Оказалось, что написала бумагу Старопова, что-то там такое изобразила, да не одна, еще там охотники нашлись…
Селивёрст и Егор — помогать, просить в райцентр, но им же и разъяснили писаки-то: мол, все в биографии Елукова темно… Возвращайтесь, вы — мужики хорошие, не на подозрении. Вот как дело повернули…
Так и приехали они из райцентра ни с чем. Написали письмо Михаилу Ивановичу Калинину… Дошло ли до Кремля — не знаю, только вскорости вызвали их в Лешуконское и опять разъяснили, но уже сурово… Тогда они написали еще одно…
Но тут война началась, сердце у них хоть и болело по-прежнему за Семена, да заботы другие — потяжелее — пришли.
А вот после Победы я слышал от Селивёрста, будто бы он опять написал, теперь уж самому главному человеку в стране. Но есть ли ответ — не знаю. Не слыхивал что-то от него.
— Разве по такому делу можно быть забывчивым? — Ленька встал и пошел от костра к телеге. — Все же мой отец не чужой тебе человек…

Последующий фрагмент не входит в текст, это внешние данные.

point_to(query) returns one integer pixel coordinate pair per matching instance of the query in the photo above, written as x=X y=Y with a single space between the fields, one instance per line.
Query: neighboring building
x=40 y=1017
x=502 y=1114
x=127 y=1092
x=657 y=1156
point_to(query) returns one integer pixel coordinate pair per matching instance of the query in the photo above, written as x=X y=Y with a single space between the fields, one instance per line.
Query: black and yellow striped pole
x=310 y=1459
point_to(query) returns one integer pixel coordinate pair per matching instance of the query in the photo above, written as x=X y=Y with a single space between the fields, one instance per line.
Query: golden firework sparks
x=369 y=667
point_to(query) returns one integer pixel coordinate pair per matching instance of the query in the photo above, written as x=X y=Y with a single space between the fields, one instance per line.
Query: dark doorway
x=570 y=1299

— Ты, паренек, не фурчи. Я все узнаю. Редко теперь Селивёрст бывает в деревне, больно уж досаждает ему Евдокимиха с просьбами. Все тянет, чтоб Селивёрст Ляпунова нянчил, тришкин ей кафтан. То ж ей академию имени Лысенко в Лышегорье открывайте! Изворотлива, бестия!
— Какого еще Лысенко? — не понял я.
— Да есть такой, газеты все о нем пишут. Будто бы чем больше мочой оросишь зерна, тем урожай получишь обильнее… Смех и грех, все равно что петух потопчет-потопчет курицу да и от науки такой сам начнет яйца нести, тришкин им кафтан, этим академикам… Кур-то, должно быть, давно не топчут, разучились от перенапряжения умственного, вот и выдумывают: мочиться на зерно. Такую же науку и Ляпунов собирается у нас развернуть, если в постелях совсем не пропадет, едёна нать.
— Понесло тебя, Тимоха, — сердито крикнул из темноты Ленька, — ты лучше об отце доскажи…
— Я все сказал, как было… Ты, Ленька, не серчай, что раньше не привелось, но тебе подрасти надо было умом, чтобы страсть-беду разумом мог остудить.
— Бороться надо за отца! — настойчиво выкрикнул Ленька.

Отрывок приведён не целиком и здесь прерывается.